The school launched the program last year to give students a chance to not only take part in a growing (and lucrative) worldwide phenomenon, but also get more engaged in the campus community.
Playing esports on UPike’s team helped get Osborne out of his dorm room and doing things with his schoolmates. “They got me invested in the community and gave me a place to call home,” he said. (Osborne went on to earn a degree in film and media arts.)
In his first week at Transylvania, he’s been recruiting team members and thinking about possible events for the school’s new esports arena, like high school tournaments and meet-and-greets with other prospective students.
Transylvania’s team has the option to compete in Overwatch, League of Legends, Rocket League, Fortnite and Valorant.
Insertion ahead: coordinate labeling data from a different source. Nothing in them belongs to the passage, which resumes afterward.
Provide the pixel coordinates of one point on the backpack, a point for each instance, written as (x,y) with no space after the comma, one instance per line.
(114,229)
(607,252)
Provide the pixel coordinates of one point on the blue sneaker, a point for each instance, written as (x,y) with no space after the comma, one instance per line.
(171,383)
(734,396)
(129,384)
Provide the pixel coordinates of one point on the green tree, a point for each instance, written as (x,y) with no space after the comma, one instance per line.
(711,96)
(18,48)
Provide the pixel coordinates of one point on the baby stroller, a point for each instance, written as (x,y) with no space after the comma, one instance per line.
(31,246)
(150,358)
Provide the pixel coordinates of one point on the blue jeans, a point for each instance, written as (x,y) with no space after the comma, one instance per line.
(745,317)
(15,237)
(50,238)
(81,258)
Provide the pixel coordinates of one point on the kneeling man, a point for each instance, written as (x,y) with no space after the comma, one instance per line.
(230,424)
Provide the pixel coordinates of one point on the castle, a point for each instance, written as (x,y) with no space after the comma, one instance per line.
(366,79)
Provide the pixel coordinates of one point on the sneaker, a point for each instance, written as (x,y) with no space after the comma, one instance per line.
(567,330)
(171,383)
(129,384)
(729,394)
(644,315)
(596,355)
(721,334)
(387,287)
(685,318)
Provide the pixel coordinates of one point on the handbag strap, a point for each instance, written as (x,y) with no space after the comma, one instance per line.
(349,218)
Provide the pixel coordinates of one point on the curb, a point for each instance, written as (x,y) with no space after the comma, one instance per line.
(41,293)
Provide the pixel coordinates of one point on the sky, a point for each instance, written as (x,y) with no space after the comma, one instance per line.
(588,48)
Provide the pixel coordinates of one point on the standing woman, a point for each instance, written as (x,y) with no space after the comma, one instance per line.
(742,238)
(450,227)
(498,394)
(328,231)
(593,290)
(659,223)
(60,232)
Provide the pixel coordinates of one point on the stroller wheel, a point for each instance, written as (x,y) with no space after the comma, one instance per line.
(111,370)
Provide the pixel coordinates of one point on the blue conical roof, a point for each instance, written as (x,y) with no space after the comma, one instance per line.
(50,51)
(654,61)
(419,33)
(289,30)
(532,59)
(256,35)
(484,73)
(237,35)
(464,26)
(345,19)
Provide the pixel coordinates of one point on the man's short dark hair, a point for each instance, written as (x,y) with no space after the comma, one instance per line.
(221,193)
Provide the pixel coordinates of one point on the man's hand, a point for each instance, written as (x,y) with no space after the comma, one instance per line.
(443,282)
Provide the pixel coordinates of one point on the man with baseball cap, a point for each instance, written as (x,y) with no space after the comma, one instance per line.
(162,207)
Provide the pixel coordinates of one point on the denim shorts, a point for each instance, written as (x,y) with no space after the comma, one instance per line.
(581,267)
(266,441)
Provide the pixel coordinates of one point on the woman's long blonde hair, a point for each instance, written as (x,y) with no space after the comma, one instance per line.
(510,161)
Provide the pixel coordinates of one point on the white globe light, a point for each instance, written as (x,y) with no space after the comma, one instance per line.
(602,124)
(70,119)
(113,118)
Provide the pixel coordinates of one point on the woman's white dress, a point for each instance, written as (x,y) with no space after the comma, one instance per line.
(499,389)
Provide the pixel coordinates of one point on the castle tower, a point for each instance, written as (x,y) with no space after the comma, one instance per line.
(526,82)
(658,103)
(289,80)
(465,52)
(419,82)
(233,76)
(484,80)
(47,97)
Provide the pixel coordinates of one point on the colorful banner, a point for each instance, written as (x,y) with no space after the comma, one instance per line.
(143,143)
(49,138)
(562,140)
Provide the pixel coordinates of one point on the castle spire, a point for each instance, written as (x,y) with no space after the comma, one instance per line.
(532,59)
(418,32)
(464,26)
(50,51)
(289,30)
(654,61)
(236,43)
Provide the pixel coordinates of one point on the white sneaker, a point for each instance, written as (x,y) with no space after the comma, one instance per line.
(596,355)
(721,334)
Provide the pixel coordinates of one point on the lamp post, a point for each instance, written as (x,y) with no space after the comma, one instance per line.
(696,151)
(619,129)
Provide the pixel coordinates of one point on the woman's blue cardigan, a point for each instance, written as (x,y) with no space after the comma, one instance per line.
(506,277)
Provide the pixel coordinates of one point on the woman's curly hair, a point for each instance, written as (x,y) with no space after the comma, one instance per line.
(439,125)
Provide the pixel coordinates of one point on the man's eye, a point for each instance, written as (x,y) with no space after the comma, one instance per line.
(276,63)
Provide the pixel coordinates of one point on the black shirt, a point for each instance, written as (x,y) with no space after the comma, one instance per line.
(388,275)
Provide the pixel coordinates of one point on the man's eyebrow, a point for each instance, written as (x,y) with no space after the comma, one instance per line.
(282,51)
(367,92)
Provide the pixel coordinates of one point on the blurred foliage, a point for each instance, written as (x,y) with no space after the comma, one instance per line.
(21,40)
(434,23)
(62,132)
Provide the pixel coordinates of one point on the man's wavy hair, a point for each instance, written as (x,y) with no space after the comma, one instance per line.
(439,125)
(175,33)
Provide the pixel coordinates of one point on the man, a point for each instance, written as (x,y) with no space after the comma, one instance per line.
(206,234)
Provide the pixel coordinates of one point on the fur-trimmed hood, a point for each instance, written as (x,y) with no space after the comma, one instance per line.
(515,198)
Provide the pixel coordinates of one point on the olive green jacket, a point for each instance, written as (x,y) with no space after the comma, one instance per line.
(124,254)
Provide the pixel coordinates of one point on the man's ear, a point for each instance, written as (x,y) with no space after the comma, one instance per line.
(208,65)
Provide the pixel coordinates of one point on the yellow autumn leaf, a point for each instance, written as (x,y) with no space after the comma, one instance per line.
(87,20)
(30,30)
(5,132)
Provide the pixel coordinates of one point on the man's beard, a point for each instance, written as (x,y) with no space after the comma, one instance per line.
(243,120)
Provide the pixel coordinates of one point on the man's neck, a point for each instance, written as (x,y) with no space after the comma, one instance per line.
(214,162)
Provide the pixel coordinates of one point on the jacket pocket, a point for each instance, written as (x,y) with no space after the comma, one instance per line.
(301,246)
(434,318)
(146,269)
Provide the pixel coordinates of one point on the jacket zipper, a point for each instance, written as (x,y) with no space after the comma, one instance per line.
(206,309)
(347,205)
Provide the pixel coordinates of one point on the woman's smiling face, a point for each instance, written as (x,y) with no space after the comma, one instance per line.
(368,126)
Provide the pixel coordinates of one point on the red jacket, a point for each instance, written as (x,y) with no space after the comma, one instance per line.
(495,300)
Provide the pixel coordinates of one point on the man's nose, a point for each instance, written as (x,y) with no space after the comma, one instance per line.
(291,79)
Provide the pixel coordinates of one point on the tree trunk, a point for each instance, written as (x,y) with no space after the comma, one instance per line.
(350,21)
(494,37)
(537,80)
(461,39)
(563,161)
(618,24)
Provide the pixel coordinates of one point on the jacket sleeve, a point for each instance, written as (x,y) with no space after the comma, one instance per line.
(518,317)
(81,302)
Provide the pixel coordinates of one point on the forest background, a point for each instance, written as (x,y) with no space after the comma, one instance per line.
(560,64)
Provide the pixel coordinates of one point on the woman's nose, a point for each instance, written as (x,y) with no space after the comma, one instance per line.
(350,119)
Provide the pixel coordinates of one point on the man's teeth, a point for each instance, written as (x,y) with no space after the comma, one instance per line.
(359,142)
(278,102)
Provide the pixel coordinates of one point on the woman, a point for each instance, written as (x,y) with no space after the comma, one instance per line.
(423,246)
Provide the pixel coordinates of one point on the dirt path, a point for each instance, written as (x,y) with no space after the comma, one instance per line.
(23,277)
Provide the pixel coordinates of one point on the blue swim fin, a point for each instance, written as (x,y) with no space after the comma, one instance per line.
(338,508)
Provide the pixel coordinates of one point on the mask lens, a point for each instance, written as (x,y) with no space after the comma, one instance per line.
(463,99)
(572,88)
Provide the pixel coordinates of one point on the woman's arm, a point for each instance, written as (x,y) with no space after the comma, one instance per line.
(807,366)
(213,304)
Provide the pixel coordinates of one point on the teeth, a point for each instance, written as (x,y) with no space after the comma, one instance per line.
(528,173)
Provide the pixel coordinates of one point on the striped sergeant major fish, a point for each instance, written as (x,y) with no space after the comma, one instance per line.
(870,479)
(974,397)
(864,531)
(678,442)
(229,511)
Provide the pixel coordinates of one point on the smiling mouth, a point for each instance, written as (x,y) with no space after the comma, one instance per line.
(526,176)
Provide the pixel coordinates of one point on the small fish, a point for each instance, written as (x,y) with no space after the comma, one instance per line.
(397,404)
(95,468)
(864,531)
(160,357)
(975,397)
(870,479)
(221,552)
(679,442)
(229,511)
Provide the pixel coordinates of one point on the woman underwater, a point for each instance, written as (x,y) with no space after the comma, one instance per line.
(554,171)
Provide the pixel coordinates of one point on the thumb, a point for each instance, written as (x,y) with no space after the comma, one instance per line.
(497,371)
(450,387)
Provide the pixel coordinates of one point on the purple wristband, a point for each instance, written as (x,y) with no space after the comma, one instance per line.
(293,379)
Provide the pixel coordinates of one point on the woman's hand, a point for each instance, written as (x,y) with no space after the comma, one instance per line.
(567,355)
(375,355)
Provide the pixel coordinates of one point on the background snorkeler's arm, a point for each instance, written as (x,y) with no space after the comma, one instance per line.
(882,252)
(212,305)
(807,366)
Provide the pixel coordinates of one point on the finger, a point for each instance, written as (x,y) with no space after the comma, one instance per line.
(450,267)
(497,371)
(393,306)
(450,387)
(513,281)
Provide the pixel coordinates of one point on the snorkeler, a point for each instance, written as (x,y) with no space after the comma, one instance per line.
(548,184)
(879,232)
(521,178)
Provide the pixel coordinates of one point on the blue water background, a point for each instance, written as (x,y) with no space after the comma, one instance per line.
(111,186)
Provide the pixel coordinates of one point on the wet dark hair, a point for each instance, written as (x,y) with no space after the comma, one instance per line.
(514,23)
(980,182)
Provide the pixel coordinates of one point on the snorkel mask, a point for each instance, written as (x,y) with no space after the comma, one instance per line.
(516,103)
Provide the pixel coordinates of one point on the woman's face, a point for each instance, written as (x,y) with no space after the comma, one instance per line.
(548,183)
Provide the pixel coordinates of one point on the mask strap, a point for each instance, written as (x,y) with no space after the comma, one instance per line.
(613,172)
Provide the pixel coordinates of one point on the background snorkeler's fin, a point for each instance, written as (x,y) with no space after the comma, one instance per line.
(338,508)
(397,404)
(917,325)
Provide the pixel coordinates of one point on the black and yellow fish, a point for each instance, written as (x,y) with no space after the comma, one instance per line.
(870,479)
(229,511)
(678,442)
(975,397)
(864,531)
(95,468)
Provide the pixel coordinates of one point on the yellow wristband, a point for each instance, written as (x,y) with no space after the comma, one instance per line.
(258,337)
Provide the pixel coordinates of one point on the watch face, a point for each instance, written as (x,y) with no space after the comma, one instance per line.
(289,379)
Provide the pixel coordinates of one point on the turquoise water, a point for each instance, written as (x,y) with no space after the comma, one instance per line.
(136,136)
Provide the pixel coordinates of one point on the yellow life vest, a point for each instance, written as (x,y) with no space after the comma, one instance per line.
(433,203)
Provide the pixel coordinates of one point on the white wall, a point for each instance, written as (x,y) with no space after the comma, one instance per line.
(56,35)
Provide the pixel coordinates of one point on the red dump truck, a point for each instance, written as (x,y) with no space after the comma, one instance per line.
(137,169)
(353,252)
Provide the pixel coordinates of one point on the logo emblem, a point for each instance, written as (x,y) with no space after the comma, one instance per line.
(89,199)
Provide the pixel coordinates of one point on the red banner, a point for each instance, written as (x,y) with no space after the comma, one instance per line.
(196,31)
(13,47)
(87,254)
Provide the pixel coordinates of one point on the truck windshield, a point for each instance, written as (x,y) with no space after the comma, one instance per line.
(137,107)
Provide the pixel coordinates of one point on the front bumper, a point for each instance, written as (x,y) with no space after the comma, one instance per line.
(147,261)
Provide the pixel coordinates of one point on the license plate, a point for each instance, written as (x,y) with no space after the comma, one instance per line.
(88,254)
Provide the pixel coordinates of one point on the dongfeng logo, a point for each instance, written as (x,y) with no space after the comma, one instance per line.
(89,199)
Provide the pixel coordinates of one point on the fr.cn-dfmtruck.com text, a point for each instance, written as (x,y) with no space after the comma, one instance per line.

The program may add different opportunities like Pokémon VGC, which Osborne competed in at an international tournament (he played Overwatch and Hearthstone in college). With a good Pokémon VGC showing, a collegiate team could earn a trip to the world championships in Japan.
Competing with others by their side teaches gamers teamwork, like athletics does, and encourages them to branch out as players. Gaming with the same group over and over forces them to coordinate and make positive adjustments they otherwise wouldn’t have made.
Osborne, who most recently was Midway University’s assistant esports coach, has seen a lot of student interest in gaming at Transylvania — so he’s optimistic about the pool of potential team members.
He noted that students shouldn’t feel like they have to be a top gamer to make it on the team — players with a range of skills compete at the collegiate level, where they have a chance to level up their performance through hard work.
Transylvania students can join the program’s Discord server for more details if they’re interested in esports.
They’ll certainly have a coach who is. He’s been playing video games since he was a little kid absorbed in the adventures of Pokémon on his Game Boy Color.
“This is my dream job,” Osborne said.